After the trade, Brock moved to left field and became one of the greatest players of his generation. He was instrumental in helping the Cardinals capture the 1964 NL Pennant and World Series title, defeating the New York Yankees in seven games. This all came despite the Cardinals having a 28-31 record at the time of the trade.
Brock’s career numbers are outstanding. He owns a career .293 BA, 900 RBI, and 3,023 hits. However, perhaps his greatest achievement is his stolen base records. On August 29th, 1977, Brock surpassed Ty Cobb‘s career mark of 892 steals and he never looked back. His 938 career steals were an MLB record until Rickey Henderson broke it in 1991. Also, Brock held the single-season stolen base record of 118 in 1974. It was only one of 14 consecutive seasons of at least 30 stolen bases for Brock. That record was also broken by Henderson when he stole 130 bags in 1982. His stolen base record in 1974 was considered almost as unbreakable and Babe Ruth‘s career 714 home runs. Brock was inducted into the MLB Hall of Fame in 1985, his first year on the ballot.
“The numbers can hardly tell the full story of Louis Clark Brock. They cannot tell you of the enthusiasm he possessed, the zest for the game, the excitement he generated, the joy of watching him.
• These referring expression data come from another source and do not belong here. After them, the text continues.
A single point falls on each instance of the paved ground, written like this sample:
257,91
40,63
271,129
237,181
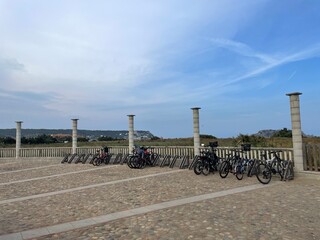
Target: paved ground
48,200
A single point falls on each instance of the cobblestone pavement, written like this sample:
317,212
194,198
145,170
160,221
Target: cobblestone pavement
162,203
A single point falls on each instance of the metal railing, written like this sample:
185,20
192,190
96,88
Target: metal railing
286,154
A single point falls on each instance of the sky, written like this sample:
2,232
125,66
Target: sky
101,60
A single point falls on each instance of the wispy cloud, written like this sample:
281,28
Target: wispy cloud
268,61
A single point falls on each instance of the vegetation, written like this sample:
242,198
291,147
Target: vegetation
283,133
281,140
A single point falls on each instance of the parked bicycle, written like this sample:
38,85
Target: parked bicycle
102,156
269,167
208,161
141,157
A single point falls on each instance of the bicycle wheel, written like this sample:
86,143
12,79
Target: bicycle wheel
198,167
289,173
141,163
129,162
98,161
264,173
224,169
239,172
206,168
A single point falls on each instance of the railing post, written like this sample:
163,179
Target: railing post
74,135
18,138
196,131
131,132
296,130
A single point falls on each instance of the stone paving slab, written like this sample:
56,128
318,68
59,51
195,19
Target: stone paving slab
285,210
276,212
63,181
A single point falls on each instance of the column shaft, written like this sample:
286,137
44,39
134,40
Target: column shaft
131,133
196,130
74,135
296,130
18,138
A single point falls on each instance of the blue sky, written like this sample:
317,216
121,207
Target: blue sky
102,60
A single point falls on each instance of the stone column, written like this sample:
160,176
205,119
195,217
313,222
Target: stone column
196,130
131,132
74,135
296,130
18,138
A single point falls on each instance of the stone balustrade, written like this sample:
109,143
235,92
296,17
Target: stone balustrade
286,154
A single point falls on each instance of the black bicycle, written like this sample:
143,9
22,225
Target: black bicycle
269,167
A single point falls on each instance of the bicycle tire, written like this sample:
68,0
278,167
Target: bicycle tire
129,162
198,167
289,173
264,173
224,169
206,168
239,172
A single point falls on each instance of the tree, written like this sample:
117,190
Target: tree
283,133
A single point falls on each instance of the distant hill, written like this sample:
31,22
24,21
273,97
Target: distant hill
266,133
91,134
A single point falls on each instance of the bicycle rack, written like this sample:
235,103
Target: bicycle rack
72,157
79,158
86,158
93,157
118,159
65,159
124,159
173,162
155,161
165,161
185,162
193,161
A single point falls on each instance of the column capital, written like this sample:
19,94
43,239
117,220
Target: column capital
294,93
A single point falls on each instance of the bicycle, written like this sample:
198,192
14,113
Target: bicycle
230,163
209,159
269,167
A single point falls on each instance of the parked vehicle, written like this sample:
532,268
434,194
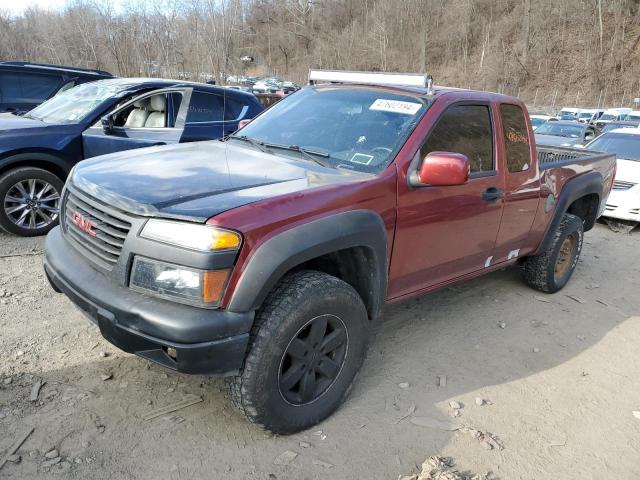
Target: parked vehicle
589,115
568,113
24,85
38,149
633,116
624,200
265,257
612,115
537,120
565,133
621,124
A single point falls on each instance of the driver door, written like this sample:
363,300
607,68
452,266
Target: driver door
154,118
446,232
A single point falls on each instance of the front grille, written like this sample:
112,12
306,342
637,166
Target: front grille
620,185
110,229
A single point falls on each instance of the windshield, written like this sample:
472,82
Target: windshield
624,145
608,116
77,103
536,122
356,128
612,126
560,130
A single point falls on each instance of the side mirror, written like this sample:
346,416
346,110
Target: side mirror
441,169
107,124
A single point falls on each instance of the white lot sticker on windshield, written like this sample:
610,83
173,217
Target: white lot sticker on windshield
361,158
395,106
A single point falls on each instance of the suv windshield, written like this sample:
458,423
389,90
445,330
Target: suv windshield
77,103
360,128
560,130
624,145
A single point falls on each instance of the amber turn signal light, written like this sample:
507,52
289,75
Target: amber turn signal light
213,283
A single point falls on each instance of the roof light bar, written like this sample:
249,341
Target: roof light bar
373,78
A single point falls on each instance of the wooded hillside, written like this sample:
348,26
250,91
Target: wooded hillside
580,52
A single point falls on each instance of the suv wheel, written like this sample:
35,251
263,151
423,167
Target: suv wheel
308,342
551,270
30,201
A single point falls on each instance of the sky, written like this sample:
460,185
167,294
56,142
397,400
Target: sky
16,7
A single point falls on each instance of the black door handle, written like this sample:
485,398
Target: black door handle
492,194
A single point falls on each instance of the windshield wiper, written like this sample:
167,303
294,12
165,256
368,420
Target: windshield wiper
309,154
259,145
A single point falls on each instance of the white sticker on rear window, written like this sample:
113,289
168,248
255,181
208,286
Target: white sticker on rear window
395,106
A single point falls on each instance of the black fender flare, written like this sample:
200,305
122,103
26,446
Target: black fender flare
578,187
330,234
14,160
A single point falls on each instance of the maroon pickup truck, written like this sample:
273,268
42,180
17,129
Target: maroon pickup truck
265,257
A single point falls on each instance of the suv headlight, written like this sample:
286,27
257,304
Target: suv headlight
178,283
191,235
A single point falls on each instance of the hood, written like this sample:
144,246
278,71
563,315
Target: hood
195,181
11,123
556,141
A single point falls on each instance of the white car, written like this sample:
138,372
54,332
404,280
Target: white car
588,115
633,116
567,113
537,120
624,199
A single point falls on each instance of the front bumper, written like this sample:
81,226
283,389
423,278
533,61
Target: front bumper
205,341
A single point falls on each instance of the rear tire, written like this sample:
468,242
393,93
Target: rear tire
551,270
307,345
29,201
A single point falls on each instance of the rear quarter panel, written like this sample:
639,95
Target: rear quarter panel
556,175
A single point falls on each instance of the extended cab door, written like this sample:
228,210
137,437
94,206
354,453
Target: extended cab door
443,233
522,184
154,118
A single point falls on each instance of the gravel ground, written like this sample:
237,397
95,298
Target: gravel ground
546,385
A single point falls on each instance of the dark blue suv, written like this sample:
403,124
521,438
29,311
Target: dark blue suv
38,149
25,85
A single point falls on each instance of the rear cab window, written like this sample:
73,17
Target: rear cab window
516,138
465,129
211,107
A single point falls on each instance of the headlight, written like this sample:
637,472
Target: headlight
182,284
191,235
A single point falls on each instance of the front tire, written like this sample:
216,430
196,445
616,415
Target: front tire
551,270
307,345
29,201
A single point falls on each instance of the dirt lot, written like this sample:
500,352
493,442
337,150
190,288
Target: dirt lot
558,377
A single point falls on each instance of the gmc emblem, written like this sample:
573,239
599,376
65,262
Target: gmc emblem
83,223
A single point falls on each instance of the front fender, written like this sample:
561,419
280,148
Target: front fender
278,255
17,159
If you have not seen him play, you have missed one of the great joys of sport.” New York Daily News reporter Phil Pepe, 1979.
Unfortunately, Brock suffered from multiple medical conditions. Along with having his left leg amputated due to diabetes, he also suffered from multiple myeloma. Despite being told he was cancer-free in July of 2017, Brock succumbed to cancer complications. Without a doubt, the baseball and sports world has lost a legend.